Guest Post by Kevin Myers, Trainer (Retired)
With the exception of other primates, I can’t think of another animal whose expressional vocabulary so resembles our own. We often see an owner’s features reflected in their choice of dogs. We describe their eyes as knowing and gleaming, their happy smiles, their sad scowls, their pain, and their joy. It also seems that all the time we have spent in their company has not been lost on them either. They take in all environmental cues when deciding how to act and that can lead to misunderstanding.
Dogs Ability To Read Us
Recent studies have indicated that dogs can read us better than our closest primate relative, the chimpanzee. In Alexandra Horowitz’s book, Inside of a Dog: What Dogs See, Smell, and Know, Horowitz notes that while most intelligent animals solve a deduction problem, like finding a ball that disappears into box, by watching the ball. A dog will solve the problem by watching its owner’s eyes. All these things point to an animal who can read us better than we can read ourselves. We give off unconscious cues to our emotional state all the time; because dogs respond to cues, if dogs could truly play poker, they’d clean us out every time.
Dogs Predict Outcomes Based on Cues, Humans Assume
There’s a difference here in how we react to actionable intelligence. A dog associates specific cues and environmental factors as a predictor of either what is wanted or what is about to happen. The tone of voice, and the words spoken, the tilt of the head, and the direction of the eyes, the smells coming from the treats, human, and environment, the presence or absence of objects, and of course the overall body language including hand gestures and body position. Humans often see things as black or white, behavior or misbehavior, you act guilty you are guilty; refuse to do a behavior you know, you’re being willful. However, the full range of cues that a dog responds to is invisible to us and it becomes easy to assume a human emotion where circumstantial evidence supports it.
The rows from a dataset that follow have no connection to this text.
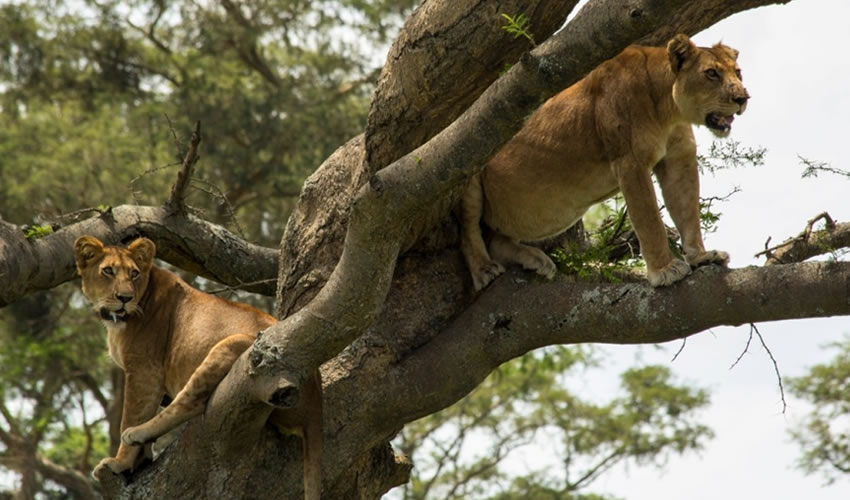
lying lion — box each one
[461,35,750,290]
[74,236,322,500]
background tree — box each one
[393,347,712,500]
[0,0,850,498]
[789,340,850,483]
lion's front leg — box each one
[92,372,165,480]
[121,335,254,445]
[614,159,691,287]
[655,125,729,267]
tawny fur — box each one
[461,35,749,290]
[74,236,322,500]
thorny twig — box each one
[754,212,835,259]
[729,323,788,415]
[165,121,201,213]
[670,337,688,363]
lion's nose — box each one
[732,95,750,106]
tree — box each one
[789,342,850,483]
[395,346,712,500]
[0,0,850,498]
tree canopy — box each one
[0,0,850,499]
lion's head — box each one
[74,236,156,324]
[667,35,750,137]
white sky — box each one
[564,0,850,500]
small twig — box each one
[165,121,201,213]
[670,337,688,363]
[754,212,835,258]
[729,323,753,370]
[204,278,277,295]
[750,323,788,415]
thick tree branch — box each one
[0,205,278,307]
[199,0,800,492]
[350,262,850,442]
[35,455,100,500]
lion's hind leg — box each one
[460,175,505,291]
[490,233,557,279]
[121,335,254,444]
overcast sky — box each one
[564,0,850,500]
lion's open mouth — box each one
[100,307,129,323]
[705,113,735,134]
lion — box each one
[460,35,750,290]
[74,236,322,500]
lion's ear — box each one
[74,236,103,273]
[127,238,156,268]
[712,43,738,61]
[667,34,698,73]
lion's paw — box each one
[121,425,156,445]
[472,260,505,292]
[685,250,729,267]
[646,259,691,287]
[91,457,132,481]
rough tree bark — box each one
[0,0,850,498]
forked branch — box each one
[165,121,201,214]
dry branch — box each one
[165,121,201,214]
[755,212,850,265]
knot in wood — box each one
[248,337,292,377]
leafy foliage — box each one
[789,339,850,483]
[502,13,537,47]
[397,347,712,500]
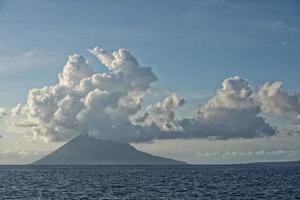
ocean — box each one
[0,165,300,200]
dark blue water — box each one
[0,166,300,200]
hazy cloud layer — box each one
[10,47,299,142]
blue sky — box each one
[0,0,300,105]
[0,0,300,164]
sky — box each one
[0,0,300,164]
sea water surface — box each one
[0,165,300,200]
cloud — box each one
[10,47,299,142]
[255,81,300,115]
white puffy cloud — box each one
[133,94,184,132]
[7,47,299,142]
[11,47,156,141]
[198,77,275,138]
[255,81,300,115]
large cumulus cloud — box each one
[10,47,299,142]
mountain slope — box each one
[32,136,186,165]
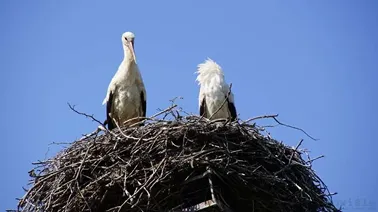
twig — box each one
[272,117,319,141]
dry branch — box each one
[19,105,338,212]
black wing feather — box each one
[106,91,115,130]
[200,98,207,118]
[226,97,237,121]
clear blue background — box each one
[0,0,378,211]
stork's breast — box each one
[114,86,142,123]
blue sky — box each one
[0,0,378,211]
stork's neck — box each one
[123,46,135,65]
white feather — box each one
[102,33,147,125]
[196,58,234,119]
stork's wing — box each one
[200,97,207,118]
[106,91,114,130]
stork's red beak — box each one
[129,41,136,64]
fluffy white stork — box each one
[196,59,237,120]
[102,32,147,130]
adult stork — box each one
[196,59,237,121]
[102,32,147,130]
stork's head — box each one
[195,58,224,84]
[122,32,136,63]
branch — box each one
[67,102,105,127]
[242,114,319,141]
[272,117,319,141]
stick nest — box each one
[19,107,339,212]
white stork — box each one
[102,32,146,130]
[196,59,236,121]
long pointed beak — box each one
[129,42,136,64]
To make a point here I am going to relate an embarrassing personal story. One of the worst spankings I ever got from my father was for something I didn’t do. He assumed I had done it because I acted guilty when he questioned me about it. My guilty acting came from being nervous around my father when he was in that kind of mood. In the middle of this particular spanking, he found out that I was not guilty and instead of stopping he spanked me harder. In retrospect I think he was angry and embarrassed at himself for what he was doing and was in the perfect situation to release that newly accrued anger. A real life example of why using punishment can be bad, it becomes outlet for things other than what was intended.
Nervousness in humans is often interpreted as guilt. How many detective shows on TV have used the phrase, If you’re innocent, you have nothing to be worry about— when trying to get someone to take a lie detector test or submit to questioning? Is the suspect ever put at ease by this?
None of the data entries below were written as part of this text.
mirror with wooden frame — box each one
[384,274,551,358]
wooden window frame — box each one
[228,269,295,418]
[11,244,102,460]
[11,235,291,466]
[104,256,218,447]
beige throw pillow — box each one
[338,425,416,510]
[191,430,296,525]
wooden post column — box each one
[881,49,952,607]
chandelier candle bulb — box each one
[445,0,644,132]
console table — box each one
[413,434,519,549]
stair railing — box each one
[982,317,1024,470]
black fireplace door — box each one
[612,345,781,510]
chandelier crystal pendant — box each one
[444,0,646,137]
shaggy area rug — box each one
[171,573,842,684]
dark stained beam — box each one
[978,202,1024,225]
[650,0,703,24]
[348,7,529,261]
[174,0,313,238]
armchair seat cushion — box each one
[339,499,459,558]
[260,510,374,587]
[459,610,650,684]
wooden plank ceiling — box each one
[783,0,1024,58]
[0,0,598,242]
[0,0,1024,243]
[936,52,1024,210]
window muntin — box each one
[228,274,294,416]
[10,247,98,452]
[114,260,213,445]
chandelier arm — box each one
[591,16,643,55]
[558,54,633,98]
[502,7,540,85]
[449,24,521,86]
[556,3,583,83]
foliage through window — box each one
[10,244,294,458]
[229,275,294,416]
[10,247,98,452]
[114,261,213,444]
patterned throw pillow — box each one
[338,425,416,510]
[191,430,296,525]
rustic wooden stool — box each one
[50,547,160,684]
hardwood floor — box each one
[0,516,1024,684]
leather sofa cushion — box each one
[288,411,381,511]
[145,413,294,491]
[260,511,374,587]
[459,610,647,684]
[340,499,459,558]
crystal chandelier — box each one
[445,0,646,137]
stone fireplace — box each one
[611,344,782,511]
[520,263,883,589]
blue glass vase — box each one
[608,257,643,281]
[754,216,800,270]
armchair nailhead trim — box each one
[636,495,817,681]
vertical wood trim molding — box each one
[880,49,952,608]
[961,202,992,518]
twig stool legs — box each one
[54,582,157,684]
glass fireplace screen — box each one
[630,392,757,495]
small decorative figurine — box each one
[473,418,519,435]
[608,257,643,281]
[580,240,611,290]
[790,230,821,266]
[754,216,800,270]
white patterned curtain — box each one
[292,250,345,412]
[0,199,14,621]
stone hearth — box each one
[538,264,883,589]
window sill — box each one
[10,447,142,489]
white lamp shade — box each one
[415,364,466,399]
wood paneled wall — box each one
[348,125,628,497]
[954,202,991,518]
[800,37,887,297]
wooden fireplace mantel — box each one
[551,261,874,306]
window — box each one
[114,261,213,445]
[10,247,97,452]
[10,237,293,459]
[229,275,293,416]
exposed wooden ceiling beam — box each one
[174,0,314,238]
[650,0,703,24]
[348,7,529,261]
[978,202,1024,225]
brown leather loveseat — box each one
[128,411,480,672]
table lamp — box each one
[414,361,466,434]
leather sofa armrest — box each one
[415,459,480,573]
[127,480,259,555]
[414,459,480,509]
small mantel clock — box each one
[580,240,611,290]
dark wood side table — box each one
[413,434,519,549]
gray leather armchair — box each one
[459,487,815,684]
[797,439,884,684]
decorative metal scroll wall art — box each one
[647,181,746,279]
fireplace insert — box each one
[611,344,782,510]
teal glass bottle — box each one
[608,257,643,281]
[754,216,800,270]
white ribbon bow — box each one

Dogs do not understand our commands and preferences as hard and fast rules. To them it’s all about a collection of cues that add up to an expected outcome. Here are a couple examples of what I am talking about.
Dogs Acting Guilty
An owner punishes a dog for chewing on a favorite object several times. The dog eventually quits chewing on the object in the owner’s presence. One day the owner returns home to find the object being chewed upon. The dog immediately stars acting guilty and the owner punishes the dog for the offense. But was the dog really acting guilty? In this case the dog had learned that chewing the object in the owner’s presence was bad, but if the object was left out and the owner was not around then chewing on it fulfilled his need to relieve some anxiety. The owner returns while the object is being chewed and this added piece of information now predicts punishment, something to be nervous about indeed. Chewing was okay because the owner (an environmental cue) was not around. When the owner returned in the presence of a shoe being chewed upon, his presence and body language were cues that indicated punishment and the dog showed appeasement behaviors.
Dogs Being Willful
Another owner has taught their dog to sit using the verbal cue of sit along with an upward sweep of the hand, a behavior that dog has learned in just a couple of sessions. The owner decides that they want the dog to sit and wait before exiting any door. The owner takes the dog to the back door and gives the command to sit followed by the upwards sweep of the hand and the dog just blankly stares at the owner. After several attempts with no success the owner assumes that dog is just being stubborn and willful because they have previously demonstrated they understand the command. But more likely it’s a case of mistaken cues or poor generalization. When they taught the dog to sit, it may have been in a certain area under a certain set of circumstances that are no longer present in the equation. Or perhaps the dog was really responding to the fact that they leaned forward when they said sit before, something not being repeated in this new location. Again, the dog is looking for a certain set of conditions and cues that haven’t been met, but in our minds we believe the correct cues have been given so willful behavior must be the culprit.
Dogs Have Their Own Emotions
Remember that although dogs can reflect our own facial expressions and body language, they are not always in direct correlation. Dogs are expert at reading our body language, scent, and vocal strain. They predict our behavior based on things we are not even conscious of, which can be misconstrued as human reactions and emotions. Our dogs are smart, but they are dogs with dog motivations and emotions, not human ones.